Gary is a researcher in Intel's Microprocessor Research Laboratory. He can be reached at [email protected].
OpenCV is an open-source, computer-vision library for extracting and processing meaningful data from images. That meaningful data might include finding all or parts of objects, recognizing all or parts of objects, tracking the movement of (parts of) objects in 2D or 3D between successive images, determining the 2D or 3D shape of objects from one or more images, and associating image data with a categorical meaning, such as mapping a handwave to the category "goodbye." Developed by an Intel research group (of which I'm a member), OpenCV is freely available at http://www.intel .com/research/mrl/research/cvlib/. In this article, I'll provide an overview of OpenCV and present an example of gesture recognition for conducting music using the library.
OpenCV Overview
All in all, OpenCV contains more than 500 functions. While the API of the library is C/C++, the bulk of the library is made up of C functions and the objects themselves are mostly self contained. Objects and functions are Externed as C to avoid name mangling, allowing OpenCV to be used with Visual Basic and Java. Object-oriented design is mostly intended to take place at a COM or CORBA level for use in applications.

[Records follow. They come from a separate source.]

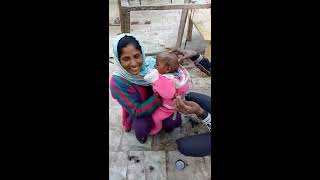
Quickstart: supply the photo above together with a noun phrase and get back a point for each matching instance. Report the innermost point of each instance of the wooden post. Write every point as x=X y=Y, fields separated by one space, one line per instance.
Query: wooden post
x=190 y=26
x=207 y=51
x=182 y=25
x=124 y=17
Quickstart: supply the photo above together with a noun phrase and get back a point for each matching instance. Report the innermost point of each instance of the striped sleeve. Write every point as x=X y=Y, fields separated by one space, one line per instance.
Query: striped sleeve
x=124 y=94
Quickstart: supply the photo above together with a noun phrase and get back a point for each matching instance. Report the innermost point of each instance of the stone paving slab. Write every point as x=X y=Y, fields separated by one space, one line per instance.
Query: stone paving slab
x=148 y=165
x=118 y=165
x=196 y=168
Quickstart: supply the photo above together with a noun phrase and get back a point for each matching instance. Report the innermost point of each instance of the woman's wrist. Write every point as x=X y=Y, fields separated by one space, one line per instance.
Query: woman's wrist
x=194 y=57
x=200 y=112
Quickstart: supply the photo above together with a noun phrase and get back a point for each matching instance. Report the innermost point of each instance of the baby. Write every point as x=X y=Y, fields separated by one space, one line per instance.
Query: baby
x=168 y=79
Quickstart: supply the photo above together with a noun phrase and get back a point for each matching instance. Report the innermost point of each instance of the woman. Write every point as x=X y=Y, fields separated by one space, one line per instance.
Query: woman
x=132 y=92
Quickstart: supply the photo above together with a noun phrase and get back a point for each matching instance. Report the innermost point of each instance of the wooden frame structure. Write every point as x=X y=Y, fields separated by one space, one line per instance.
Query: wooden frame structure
x=125 y=8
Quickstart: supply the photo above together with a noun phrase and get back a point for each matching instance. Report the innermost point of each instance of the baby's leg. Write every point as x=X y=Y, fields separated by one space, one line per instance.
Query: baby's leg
x=125 y=121
x=157 y=119
x=158 y=116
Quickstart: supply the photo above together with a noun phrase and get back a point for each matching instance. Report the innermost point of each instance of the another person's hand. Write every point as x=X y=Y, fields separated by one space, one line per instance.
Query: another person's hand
x=157 y=95
x=187 y=107
x=185 y=53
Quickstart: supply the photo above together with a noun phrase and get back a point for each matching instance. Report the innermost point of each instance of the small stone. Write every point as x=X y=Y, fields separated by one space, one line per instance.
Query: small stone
x=134 y=22
x=147 y=22
x=116 y=20
x=151 y=168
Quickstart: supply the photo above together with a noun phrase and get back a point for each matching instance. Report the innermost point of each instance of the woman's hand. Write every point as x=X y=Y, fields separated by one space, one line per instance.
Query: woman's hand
x=187 y=107
x=157 y=95
x=186 y=54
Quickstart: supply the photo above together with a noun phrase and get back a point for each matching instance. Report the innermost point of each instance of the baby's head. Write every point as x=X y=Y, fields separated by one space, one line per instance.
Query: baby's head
x=167 y=62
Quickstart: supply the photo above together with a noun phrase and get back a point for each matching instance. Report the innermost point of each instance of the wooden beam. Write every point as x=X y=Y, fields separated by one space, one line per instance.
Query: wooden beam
x=124 y=17
x=165 y=7
x=182 y=24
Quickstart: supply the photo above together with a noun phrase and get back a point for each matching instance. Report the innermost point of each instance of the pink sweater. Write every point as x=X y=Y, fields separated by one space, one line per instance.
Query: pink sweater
x=168 y=86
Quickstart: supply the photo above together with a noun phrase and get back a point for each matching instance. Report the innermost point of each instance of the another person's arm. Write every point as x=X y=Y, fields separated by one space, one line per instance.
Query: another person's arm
x=124 y=94
x=189 y=107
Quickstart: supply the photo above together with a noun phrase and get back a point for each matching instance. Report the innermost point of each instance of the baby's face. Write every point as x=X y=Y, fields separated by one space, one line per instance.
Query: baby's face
x=166 y=62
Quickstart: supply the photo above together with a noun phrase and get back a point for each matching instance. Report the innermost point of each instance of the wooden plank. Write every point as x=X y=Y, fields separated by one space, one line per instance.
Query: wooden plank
x=202 y=21
x=207 y=52
x=166 y=7
x=182 y=25
x=190 y=26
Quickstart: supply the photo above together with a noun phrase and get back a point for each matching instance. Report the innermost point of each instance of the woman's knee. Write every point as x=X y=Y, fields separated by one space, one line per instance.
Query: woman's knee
x=142 y=126
x=171 y=123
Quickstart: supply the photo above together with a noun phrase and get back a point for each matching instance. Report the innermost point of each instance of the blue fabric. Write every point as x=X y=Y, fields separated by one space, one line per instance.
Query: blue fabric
x=148 y=63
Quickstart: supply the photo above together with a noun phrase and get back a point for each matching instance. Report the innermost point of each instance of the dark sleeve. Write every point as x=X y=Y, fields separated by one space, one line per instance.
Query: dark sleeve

OpenCV is aimed at making computer vision accessible to programmers and users in the area of real-time human-computer interaction and mobile robotics. Thus, the library comes with source code and hand-tuned assembly language binaries optimized for Intel processors, so that users can both learn from the library and make use of its performance. Figure 1 is an example of OpenCV-based gesture recognition used to control music. When you build and run an app using OpenCV, a built-in DLL switcher is called at run time to automatically detect the processor type and load the appropriate optimized DLL for that processor. If the processor type cannot be determined (or if the appropriate DLL is not available), an optimized C code DLL is used. Included in the OpenCV download is the optimized Intel Image Processing Library (IPL) on which OpenCV partially depends. Although it is included with OpenCV, you can also get IPL and other libraries for signal processing, matrix math, JPEG, and pattern recognition at http://developer.intel.com/vtune/ perflibst/.

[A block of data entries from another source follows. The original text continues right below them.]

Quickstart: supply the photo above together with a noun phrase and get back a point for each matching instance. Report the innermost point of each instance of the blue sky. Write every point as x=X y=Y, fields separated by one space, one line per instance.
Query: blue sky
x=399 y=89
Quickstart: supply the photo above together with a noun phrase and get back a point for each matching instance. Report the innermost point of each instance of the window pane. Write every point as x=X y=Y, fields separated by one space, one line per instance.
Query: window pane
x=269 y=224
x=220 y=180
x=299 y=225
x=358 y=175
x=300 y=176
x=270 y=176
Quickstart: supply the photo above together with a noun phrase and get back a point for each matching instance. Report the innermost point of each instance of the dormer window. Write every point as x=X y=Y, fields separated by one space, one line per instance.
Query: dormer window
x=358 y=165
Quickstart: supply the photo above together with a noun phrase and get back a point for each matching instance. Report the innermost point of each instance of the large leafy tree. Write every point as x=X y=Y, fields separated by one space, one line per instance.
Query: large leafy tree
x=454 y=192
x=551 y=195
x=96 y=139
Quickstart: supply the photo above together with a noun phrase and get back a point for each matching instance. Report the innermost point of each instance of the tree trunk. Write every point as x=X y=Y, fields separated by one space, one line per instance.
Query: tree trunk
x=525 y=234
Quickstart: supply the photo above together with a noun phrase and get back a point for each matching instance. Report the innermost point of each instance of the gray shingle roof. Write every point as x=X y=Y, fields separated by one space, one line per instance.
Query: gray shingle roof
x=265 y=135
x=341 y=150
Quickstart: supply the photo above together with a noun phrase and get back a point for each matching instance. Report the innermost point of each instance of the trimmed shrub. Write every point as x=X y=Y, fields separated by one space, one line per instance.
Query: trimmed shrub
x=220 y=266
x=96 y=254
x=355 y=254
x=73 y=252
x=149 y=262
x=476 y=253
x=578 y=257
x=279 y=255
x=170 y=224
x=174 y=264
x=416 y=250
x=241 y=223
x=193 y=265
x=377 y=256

OpenCV ships with an HTML overview and a detailed manual in PDF format. Added to this are many source-code examples, detailed papers, and tutorials on different topics. The source-code examples currently include camera calibration, face tracking, Kalman filter, condensation filter, face recognition, optical flow, and morphing an image to produce intermediate views between two real camera views. An interpretive C prototyping environment for OpenCV and IPL is also available for download. OpenCV currently is supported to run on Windows 98/NT/2000. The source code should build and run on Linux or other operating systems. Official Linux support is currently underway.
Content
OpenCV addresses the areas of object/human/face segmentation, detection, recognition, and tracking, as well as camera calibration, stereovision, and 2D/3D shape reconstruction. A full matrix algebra package is also included in the library to support algorithms in these areas.
Also included in the library are routines in:
- Geometric Methods: contours, space tessellation, and triangulation.
- Image measures: image statistics, spatial moments, and contour moments.
- Utilities: image pyramids, data structures, linked lists, image management, mathematical functions, fast pixel access, line and conic section drawing, and text display.
- Segmentation: image morphology, thresholding, color and texture pyramids, background subtraction, histogram backprojection, HMM viterbi, K-means, and normalized cut.
- Feature Detection: Hough transform, Canny edge detector, corner detection, subpixel accurate line and corner location, contours, image derivatives to the third order.
- Recognition: histogram matching, template matching, Mahalanobis distance, HMM, embedded HMM, shape descriptors, Eigen objects, LDA, 3D gesture.
- Tracking: mean-shift, CAMSHIFT, optical flow, affine flow, motion templates, energy snakes, Kalman and Condensation filters.
- Camera: calibration, view morphing, 8-point algorithm, correspondence, and stereo support.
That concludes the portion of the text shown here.